Heilongjiang-Büchse

Die Heilongjiang-Büchse ist die derzeit älteste datierbare Handfeuerwaffe der Welt. Sie wurde im Jahre 1970 nahe dem chinesischen Ort Pan-la-chhêng-tzu (Provinz Heilongjiang) in einem Hort von Bronzegeräten der Jin-Dynastie (1125–1234) gefunden, dessen Niederlegung in die Zeit kurz vor 1290 verortet wird.

Heilongjiang-Büchse (Bild 2021)

Beschreibung

Die Heilongjiang-Büchse besteht aus gegossener Bronze. Sie ist insgesamt etwa 34 cm lang und wiegt 3,55 kg. Das Kaliber beträgt 26 mm.[1]

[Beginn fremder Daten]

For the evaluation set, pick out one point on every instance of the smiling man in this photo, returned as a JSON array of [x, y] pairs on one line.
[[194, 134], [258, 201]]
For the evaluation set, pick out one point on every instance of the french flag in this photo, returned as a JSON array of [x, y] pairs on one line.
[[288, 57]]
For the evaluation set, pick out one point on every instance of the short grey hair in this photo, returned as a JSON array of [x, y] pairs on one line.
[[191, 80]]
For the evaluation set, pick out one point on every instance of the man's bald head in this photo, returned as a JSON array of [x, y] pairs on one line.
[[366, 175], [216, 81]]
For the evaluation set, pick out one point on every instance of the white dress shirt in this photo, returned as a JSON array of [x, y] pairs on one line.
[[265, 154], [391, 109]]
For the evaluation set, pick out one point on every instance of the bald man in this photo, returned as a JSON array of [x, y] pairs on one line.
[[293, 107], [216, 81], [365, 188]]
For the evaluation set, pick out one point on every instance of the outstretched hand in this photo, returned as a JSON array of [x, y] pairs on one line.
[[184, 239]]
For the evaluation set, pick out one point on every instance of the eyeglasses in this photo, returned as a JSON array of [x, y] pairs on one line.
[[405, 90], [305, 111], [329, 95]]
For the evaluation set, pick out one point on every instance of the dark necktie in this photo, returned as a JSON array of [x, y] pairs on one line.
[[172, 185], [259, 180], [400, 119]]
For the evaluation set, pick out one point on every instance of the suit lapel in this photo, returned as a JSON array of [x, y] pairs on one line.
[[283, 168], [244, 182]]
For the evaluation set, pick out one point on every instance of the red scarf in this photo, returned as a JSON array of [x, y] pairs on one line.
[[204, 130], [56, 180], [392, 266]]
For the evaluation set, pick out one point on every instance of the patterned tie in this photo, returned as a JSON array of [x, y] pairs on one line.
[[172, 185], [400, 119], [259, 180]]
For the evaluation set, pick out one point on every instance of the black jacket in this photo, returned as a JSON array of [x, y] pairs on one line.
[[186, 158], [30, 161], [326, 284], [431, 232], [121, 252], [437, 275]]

Das Fundstück gliedert sich in ein „flaschenförmiges“ Rohr mit verstärkter Mündung und eine lange Tülle zur Anbringung eines Holzschaftes (Stangenbüchse (auch Handrohr)). In den verdickten Hinterlauf wurde das Zündloch hineingebohrt.

Interpretation

Schriftquellen belegen den Einsatz von Feuerwaffen in China im 13. Jahrhundert. So fanden auch unweit des Ausgrabungsortes 1287 und 1288 zwei Schlachten gegen den mongolischen Prinzen Nayan statt, in denen nachweislich Feuerwaffen zum Einsatz kamen.[2][3]

Neben zahlreichen Schriftquellen liegen heute auch verschiedene archäologische Funde vor, welche die Entstehung der Feuerwaffe in China belegen. Neben der Heilongjiang-Büchse handelt es sich hierbei um mehrere Kanonen. Sicher vor das Jahr 1298 datierbar ist ein Fund aus den Ruinen des mongolischen Sommerpalastes in Xanadu. Hierbei handelt es sich um ein 37 cm langes und 6 kg schweres Bronzerohr. Eine in den Lauf eingebrachte Inschrift gibt die genannte Jahreszahl an. Möglicherweise älter sind mehrere nicht sicher datierbare Funde. Hierzu zählt ein 108 kg schweres bronzenes Kanonenrohr, welches 1980 in einem Keller in der Provinz Gansu ausgegraben wurde. Möglicherweise entstammt der Fund aus der späten Xi-Xia-Periode zwischen 1214 und 1227.[3] Die Heilongjiang-Büchse repräsentiert jedoch auch weiterhin die älteste Handfeuerwaffe der Welt.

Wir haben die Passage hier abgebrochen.